Back at the hotel and then at the pub for dinner, the news was all about the earthquake in Japan and the tsunami. We are not cut off from the rest of the world. We see what's happening in Libya, too.
Today we went from Kompong Cham to Kompong Thom. It's hot and dry. We made a short stop at Phnom Ho (I think it's “Ho”, for “man”). The legend is that traditionally men always got to choose the women they were going to marry and the women had to pay. One day, the women wondered why it was always that way and they challenged the men. Let's each build a hill for a day. At dawn the next day, we'll see who has the highest hill. So the men started building their hill, but when they saw the moon, they went to sleep. The women built their hill and continued as they pushed a ball of fire (what the men thought was the moon). When the sun came up, the men were surprised to see the higher hill the women had built. So there are two facing sanctuaries. The pagoda only dates back to 1969. There's a gigantic stupa that only goes back to 2003. In fact, most of the pagodas we see only go back as far as the 19th century. Before, it was all sanctuaries on the model of the ruins we've been visiting.
We also stopped at Kuhear Mohanokor, a 12th century sanctuary that was never completed. There's very little scupture, but the building is in tact. The entire site, however, is occupied by a modern pagoda and all its buildings, schools, monks quarters, etc.
We stopped in a little village so that Paul could finally see the traditional houses up close. I noticed how many had TV antennae attached to bamboo poles next to the house.

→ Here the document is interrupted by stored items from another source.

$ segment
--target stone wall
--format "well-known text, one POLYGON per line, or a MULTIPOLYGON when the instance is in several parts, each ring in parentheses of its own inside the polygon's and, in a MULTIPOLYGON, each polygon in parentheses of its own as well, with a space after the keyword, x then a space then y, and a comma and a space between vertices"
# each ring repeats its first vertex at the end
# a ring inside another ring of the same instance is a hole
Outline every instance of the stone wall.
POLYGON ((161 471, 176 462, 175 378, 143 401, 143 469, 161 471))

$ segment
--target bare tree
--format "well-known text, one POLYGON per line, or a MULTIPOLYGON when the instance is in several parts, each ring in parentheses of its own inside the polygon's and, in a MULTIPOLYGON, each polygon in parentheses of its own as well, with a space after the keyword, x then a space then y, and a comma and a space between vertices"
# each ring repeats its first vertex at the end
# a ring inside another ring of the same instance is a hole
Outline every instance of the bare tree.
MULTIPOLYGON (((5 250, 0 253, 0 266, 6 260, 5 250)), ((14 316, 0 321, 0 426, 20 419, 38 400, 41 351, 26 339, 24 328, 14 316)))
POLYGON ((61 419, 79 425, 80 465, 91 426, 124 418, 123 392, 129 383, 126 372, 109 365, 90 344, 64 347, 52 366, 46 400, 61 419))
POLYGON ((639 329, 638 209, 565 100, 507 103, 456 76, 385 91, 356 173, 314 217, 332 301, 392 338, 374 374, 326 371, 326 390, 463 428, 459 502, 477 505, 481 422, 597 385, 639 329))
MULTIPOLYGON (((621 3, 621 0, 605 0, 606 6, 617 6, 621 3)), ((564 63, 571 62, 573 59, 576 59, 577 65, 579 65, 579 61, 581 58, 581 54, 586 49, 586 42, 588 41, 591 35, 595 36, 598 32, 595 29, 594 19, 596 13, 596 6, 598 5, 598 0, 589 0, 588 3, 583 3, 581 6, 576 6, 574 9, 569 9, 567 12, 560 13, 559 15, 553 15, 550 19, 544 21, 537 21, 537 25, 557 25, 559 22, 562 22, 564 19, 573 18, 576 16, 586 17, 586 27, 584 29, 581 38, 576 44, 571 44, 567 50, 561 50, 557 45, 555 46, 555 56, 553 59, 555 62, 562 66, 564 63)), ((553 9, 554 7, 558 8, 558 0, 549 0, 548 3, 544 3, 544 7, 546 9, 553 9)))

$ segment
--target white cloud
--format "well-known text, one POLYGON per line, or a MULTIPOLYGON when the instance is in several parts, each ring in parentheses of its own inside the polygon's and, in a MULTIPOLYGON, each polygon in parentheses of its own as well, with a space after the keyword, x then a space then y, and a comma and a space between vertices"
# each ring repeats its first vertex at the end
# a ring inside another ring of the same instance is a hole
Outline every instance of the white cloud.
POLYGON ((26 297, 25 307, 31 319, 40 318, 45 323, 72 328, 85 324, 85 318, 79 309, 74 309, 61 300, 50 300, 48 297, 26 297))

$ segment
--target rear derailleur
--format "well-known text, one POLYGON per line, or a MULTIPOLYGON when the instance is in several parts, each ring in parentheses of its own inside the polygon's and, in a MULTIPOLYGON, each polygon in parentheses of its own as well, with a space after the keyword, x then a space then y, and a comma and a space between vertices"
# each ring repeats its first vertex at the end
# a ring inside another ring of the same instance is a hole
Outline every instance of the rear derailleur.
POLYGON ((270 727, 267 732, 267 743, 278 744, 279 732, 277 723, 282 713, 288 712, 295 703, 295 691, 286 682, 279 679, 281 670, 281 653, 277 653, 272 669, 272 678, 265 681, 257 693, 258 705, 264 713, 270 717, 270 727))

Our last stop before a late lunch was the Santuk Silks works. It's run by Bud Gibbons and his wife, a Cambodian. He came to Cambodia 17 years ago with an NGO and after several years of successful work the NGO said they were pulling out. He wondered what was to become of the people they'd been helping... He decided that aide was not being done correctly as it was not promoting the Cambodians to becoming self-sufficient. So, after first helping handicapped Cambodians learn a trade (weaving), he decided that reserving work for the handicapped was a bad idea because of the risk of having parents mutilate their children in order for them to have work, so he integrated the workplace, handicapped and non-handicapped. He bought some land and planted some mulberry bushes for silkworms (not enough for their production, but enough to show the process). The girls (most of the workforce) all start with spinning. When they are have spun a while, at least two months, they can move on to weaving. While they are learning, they are paid by the hour, but when they become weavers producing scarves for sale, they are paid per production. Second-grade quality is only paid half the rate the first time and not paid for at all after that. This encourages the weavers to pay attention and do good work. They are also responsible for preparing the loom; there are 22 threads per centimeter, so a 20 cm.-wide scarf has 440 threads. Next week, he is launching a design contest. The weavers will be asked to create their own designs and the one whose scarf sells first will get 90% of the sale of that model. The place is running on its own; he no longer contributes anything from his US social security check. This was his aim. They are self-sufficient. Of course their production is for the tourist market at tourist prices, but the women have a skill they can take anywhere. His big problem is turnover. These women are earning between $75 and $80 a month, some more, but that's a lot in Cambodia, so after a few months the guys come calling and they get married and before you know it, they have a baby. In order to keep them, if they've been working for a year or more, they get 3 months' paid maternity leave. When they come back, they can have the baby brought in for nursing in the morning and afternoon, but not kept on the grounds. They need baby-sitters, but this is still a good deal here.